例えば、真ん中に穴があいている錠剤。とてもありふれていますね。

しかし、なぜ穴があいているかというと、仮に喉に錠剤を詰まらせたとしても、息ができるようにするにはどうしたらよいか?を考えた結果、創りだされたデザインだからです。

また、食器をうまく使えない子供や、手の力が衰えてきた高齢者あるいは病気等により手に力が入らなくなった人が食事をする場合、容器から食物をスプーンでうまくすくえない場合があります。

そのような場合を想定し、容器の内側に「返し」を設け、スプーンに食べ物を乗せやすくした機能的なデザインの「こぼしにくい器」が販売されています(「株式会社 和える」さんが販売しています。)。

「和える」さんのホームページを見ると、お子さんが食べ物を器の外にこぼしてしまうというお父さんお母さんの『悩みを少しでも解決できる機能的なデザインを追及した』とのことです。

このように、プロダクトデザインを見ると、多くの場合は、まず初めに「何を実現したいのか?」「誰に何を提供したいのか?」という思想というか「想い」があり、それを実現したいカタチを考えることで生まれてきているように思えます。

ただ、考えた「カタチ」を実現したいと思っても、その「カタチ」を実際に実現するためには技術的知見を必要とする場合があります。すなわち、どのような材料を用い、どのような加工法等を用いればデザイナーが考えた質感を持ったカタチをうまく創り出すことができるのか?を考える必要があると思うのですが、その場合、材料に関する知識や加工法に関する知識、つまり、技術が分かっていなければデザイナーが考えた「カタチ」をうまく創りだすことができないのではないでしょうか。

※なお、ここでの「カタチ」は外見だけでなく、その「カタチ」に触れた人々が体感する価値(例えば、器だったら、手にしたときに暖かで滑らかだが滑りにくい感触をユーザーに与え、手によく馴染む感覚を与える等)も含むことをイメージしています。
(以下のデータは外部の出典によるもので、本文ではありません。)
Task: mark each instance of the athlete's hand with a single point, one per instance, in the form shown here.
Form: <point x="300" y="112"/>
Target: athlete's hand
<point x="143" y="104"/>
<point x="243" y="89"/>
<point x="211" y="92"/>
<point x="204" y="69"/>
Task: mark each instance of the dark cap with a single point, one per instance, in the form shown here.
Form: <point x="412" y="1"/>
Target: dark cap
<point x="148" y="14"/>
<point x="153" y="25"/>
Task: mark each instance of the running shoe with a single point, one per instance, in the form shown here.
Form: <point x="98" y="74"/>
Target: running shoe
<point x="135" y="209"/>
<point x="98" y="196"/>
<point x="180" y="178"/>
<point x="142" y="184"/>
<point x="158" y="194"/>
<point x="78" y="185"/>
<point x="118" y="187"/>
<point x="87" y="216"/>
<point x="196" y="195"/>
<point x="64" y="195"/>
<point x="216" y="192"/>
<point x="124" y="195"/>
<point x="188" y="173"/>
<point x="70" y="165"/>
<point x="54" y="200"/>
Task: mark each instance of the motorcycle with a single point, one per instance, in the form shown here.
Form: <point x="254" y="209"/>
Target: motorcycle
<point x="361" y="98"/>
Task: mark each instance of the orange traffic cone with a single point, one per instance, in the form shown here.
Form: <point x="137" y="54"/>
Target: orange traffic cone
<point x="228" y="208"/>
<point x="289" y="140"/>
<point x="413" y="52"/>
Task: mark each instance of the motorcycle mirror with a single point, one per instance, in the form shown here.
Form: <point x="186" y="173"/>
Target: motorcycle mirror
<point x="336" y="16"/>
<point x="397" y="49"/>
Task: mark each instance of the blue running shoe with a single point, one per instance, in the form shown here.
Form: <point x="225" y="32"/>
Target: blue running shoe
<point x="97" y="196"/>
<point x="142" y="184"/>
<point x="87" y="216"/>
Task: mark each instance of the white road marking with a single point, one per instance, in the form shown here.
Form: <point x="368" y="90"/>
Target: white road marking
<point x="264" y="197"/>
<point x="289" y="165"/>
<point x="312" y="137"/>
したがって、デザイナーが技術を分かるようになる、あるいは、技術者がデザインを分かるようになると、機能的なデザインを実際に実現しやすくなると思います(例えば、容器メーカーの本多プラスさんは、新人デザイナーに金型研修を受けさせています。これにより、デザイナーさんが顧客のところに行った際、どのようなデザインの容器だったらどの程度の費用、期間で製造できるのか?を、その場で顧客に伝えることができるようになっているそうです)。

すべてのデザイナーが技術を分かっており、すべての技術者がデザインを分かっているのが理想なのでしょうが、そのようにする必要は必ずしもありません。デザイナーと技術者との垣根をなくす(あるいはできるだけ低くする)ことができればいいからです。

とはいえ、デザイナーと技術者とが接する機会自体が少ないので、垣根をなくすこと自体が実際は難しい状況なのではないかと思います。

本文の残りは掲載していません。